Davalı …’ın cevap dilekçesi sunmadığı ve böylece HMK madde 128 gereği bütün vakaları inkar etmiş sayılacağı anlaşılmıştır.
YARGILAMA VE GEREKÇE:
Dava, 01/07/2021 tarihinde meydana gelen kaza nedeni ile ….. plakalı araçta oluşan hasar talebine ilişkin maddi tazminat davasıdır.
….. Sigorta A.Ş.’ne, Türkiye Noterler Birliğine, Boğazlıyan İlçe Emniyet Müdürlüğüne yazılan müzekkerelere cevap verildiği ve ilgili evrakların dosya arasına alınmış olduğu anlaşılmıştır.
Davacı vekilinin ihtiyati tedbir talebinin Mahkememizin 19/11/2021 tarihli müteferrik kararı ile reddine karar verilmiştir.
Mahkememizce Makine Mühendisi bilirkişiden alınan 25/03/2022 havale tarihli raporda özetle; Bahse konu trafik kazasında …… plaka sayılı araç sürücüsü … 2918 sayılı K.T.K. m.52/1-b kural ihlali ve m.56/1-a kural ihlalinin olduğu, 01.07.2021 hasar/kaza tarihi itibariyle oto korkuluk hasar zararı, Parça ve işçilik toplam tutarın (30.009,00TL + 8.251,00 TL=) 38.260,00 olabileceği, hasarlanan ve sökülen oto korkuluk hurda (sovtaj) tutarının 5.855,08 TL olabileceği, Gerçek Hasar Tutarı = Parça ve işçilik tutarı – Sovtaj Tutarı, Gerçek Hasar Tutarı = 38.260,00TL – 5.855,08 TL = 32.404,91 TL olabileceği, buna göre, zarar bedelinin tutanak ile uyumlu olduğu sonuç ve kanaatine varıldığının bildirildiği anlaşılmıştır.

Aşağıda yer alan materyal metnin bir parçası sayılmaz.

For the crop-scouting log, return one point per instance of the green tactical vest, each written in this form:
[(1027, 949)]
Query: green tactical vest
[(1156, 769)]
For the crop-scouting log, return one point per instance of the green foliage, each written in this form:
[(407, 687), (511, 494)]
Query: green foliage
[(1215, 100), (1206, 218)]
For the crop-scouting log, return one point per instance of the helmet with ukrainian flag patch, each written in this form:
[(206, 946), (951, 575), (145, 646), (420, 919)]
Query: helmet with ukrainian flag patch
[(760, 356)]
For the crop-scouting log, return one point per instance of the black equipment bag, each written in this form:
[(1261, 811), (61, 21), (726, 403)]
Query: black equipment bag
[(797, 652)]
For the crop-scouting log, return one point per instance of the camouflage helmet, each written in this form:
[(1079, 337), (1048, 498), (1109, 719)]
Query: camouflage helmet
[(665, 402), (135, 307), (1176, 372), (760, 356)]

Davalı sigorta şirketine 08/07/2021 tarihinde başvuruda bulunulduğu, davalının ödeme yapmadığı ve böylece 8 iş gününün son günü olan 20 Temmuz tarihinin bayram tatiline rastlıyor olması nedeni ile sürenin HMK madde 93 gereğince takip eden ilk iş günü sonrası olan 27/07/2021 tarihi itibari ile dolduğu ve bu tarihten itibari ile davalının temerrüde düştüğü anlaşılmış olup, davalı sigorta şirketi yönünden faize bu tarihten itibaren karar verilmiştir.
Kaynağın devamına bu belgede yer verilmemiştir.